Smart50 rank: 38
Founders: Jamie Collins, 45, Mark Lewis, 34, Anthony Fulton, 40
Head Office: Victoria
Industry: Finance and insurance
Corporate payment software provider IP Payments has learned that there is nothing more important than word-of-mouth for building sales.
"We learnt that if you build the right solution for your customers then the pipeline builds itself through great word-of-mouth," founder Jamie Collins says.
The problem is, how do you spread your customers' great feedback around?
In the last year, IP Payments have latched onto the new marketing trend towards online video, and has developed case studies and filmed testimonials to market their business on their website.
"We use video testimonials to really gather and capture how our solutions have assisted our client. This has been great for our sales team to forward to prospects. It is much more palatable that a large cumbersome whitepaper."
IP Payments is on the Smart 50 List again this year after another strong 12 months of growth.
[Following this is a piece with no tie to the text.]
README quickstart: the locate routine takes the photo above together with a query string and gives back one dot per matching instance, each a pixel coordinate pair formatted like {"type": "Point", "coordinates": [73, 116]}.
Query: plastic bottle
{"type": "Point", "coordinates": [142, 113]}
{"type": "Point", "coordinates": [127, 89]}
In 2009-10 the company reported revenue of $4.4 million and has enjoyed average annual growth over the past three years of 39%.
Since starting in 2004, IP Payments has now built a client base of over 2,000 clients, including L'Oreal, Fitness First, 20th Century Fox and St George bank.
Founder Jamie Collins says IP Payments was built on tailoring accounts receivable and payment systems to fit with clients' existing systems and needs.
"We saw an opportunity in the corporate payments space, especially in offering a truly scalable and configurable solution that works with a clients existing environment, rather than forcing change to expensive back-end systems," Collins says.
He says changes to security requirements and the GFC have had the biggest impact on his sector over the past few years, and created strong demand for outsourced payment solutions products.
"Security and compliance are key at the moment. Solutions must comply with the strict guidelines around the storage of sensitive financial data," he says.
"Also as the GFC hit, organisations were looking at freeing up capital as the banks were not lending as before. So getting cash in quicker is the key."